Personal information
- Date of birth: 21 March 1997 (age 29)
- Place of birth: Padua, Italy
- Height: 1.73 m (5 ft 8 in)
- Positions: Attacking midfielder; winger;

Team information
- Current team: Clodiense
- Number: 21

Youth career
- 0000–2015: Padova

Senior career*
- Years: Team / Apps / (Gls)
- 2015–2021: Padova / 24 / (0)
- 2015–2016: → Este (loan) / 36 / (9)
- 2017: → Adriese (loan) / 17 / (6)
- 2019–2021: → Virtus Verona (loan) / 42 / (5)
- 2021–2024: Vis Pesaro / 42 / (4)
- 2024: → Fermana (loan) / 11 / (0)
- 2024–2026: Mestre / 63 / (11)
- 2026–: Clodiense / 0 / (0)

= Davide Marcandella =

Italian footballer (born 1997)

Davide Marcandella (born 21 March 1997) is an Italian footballer who plays as a midfielder for Clodiense.

==Career==
He was raised in the Padova junior teams. He made his senior football debut in the 2015–16 season in Serie D on loan to Este. Upon returning from loan, he didn't make any appearances in the first half of the 2016–17 season, and on 4 January 2017 he was loaned to another Serie D club, Adriese.

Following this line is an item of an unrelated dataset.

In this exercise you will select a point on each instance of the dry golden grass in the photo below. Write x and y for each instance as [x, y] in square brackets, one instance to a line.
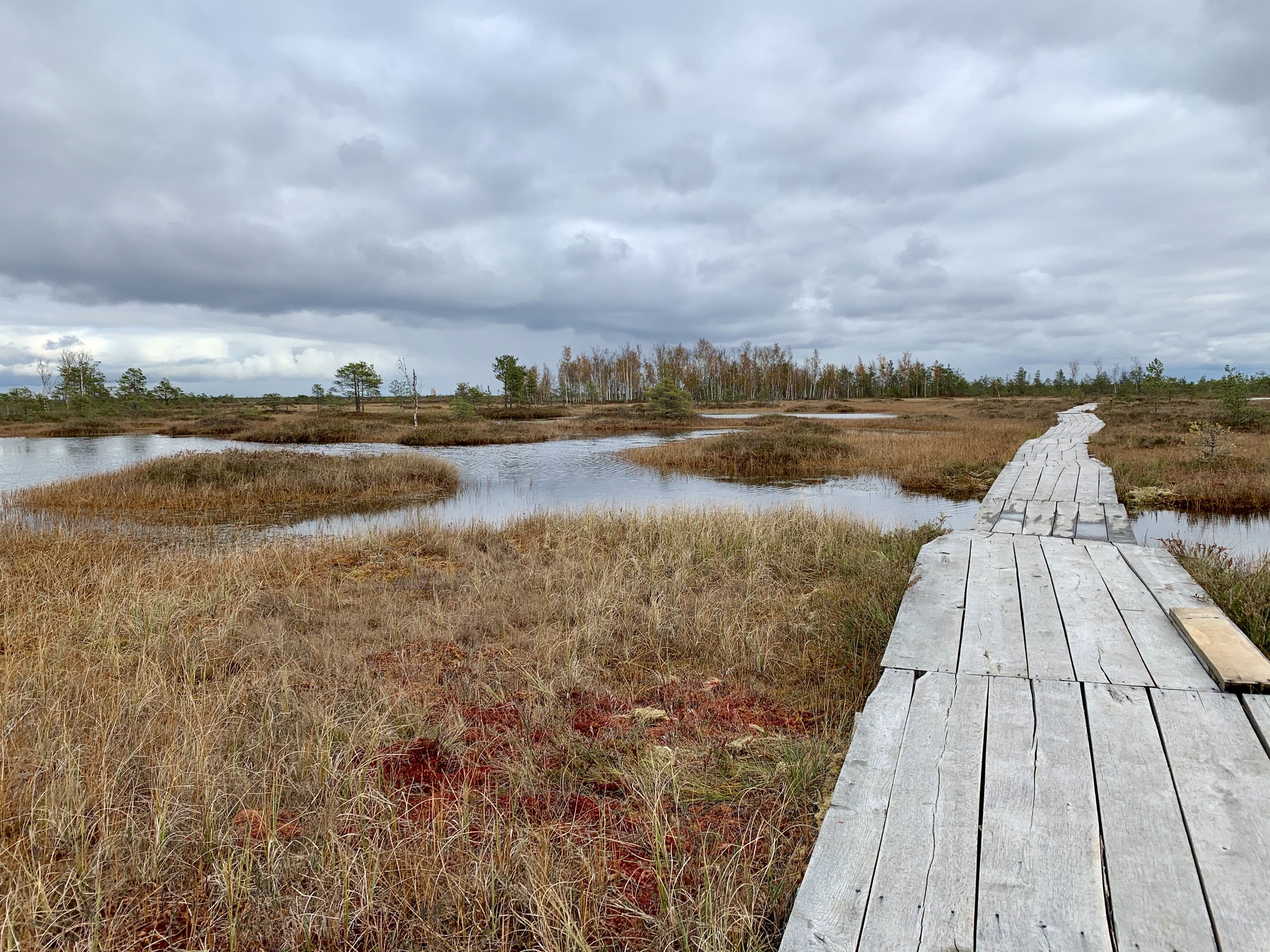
[431, 741]
[236, 485]
[949, 447]
[1157, 465]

He made his Serie C debut for Padova on 14 October 2017 in a game against Teramo, as an 80th-minute substitute for Giampiero Pinzi. On 1 March 2018, he extended his Padova contract until June 2020. For the 2018–19 season, Padova advanced to Serie B, with Marcandella making his debut on that level.

On 2 September 2019, he extended his Padova contract until 2022 and was loaned to Virtus Verona for the 2019–20 season. On 29 August 2020, the loan was extended for the 2020–21 season.

On 7 July 2021, he joined Vis Pesaro on a two-year contract with an additional one-year extension option.

On 12 January 2024, Marcandella moved on loan to Fermana.

On 21 August 2024, his contract with Vis Pesaro was terminated by mutual consent.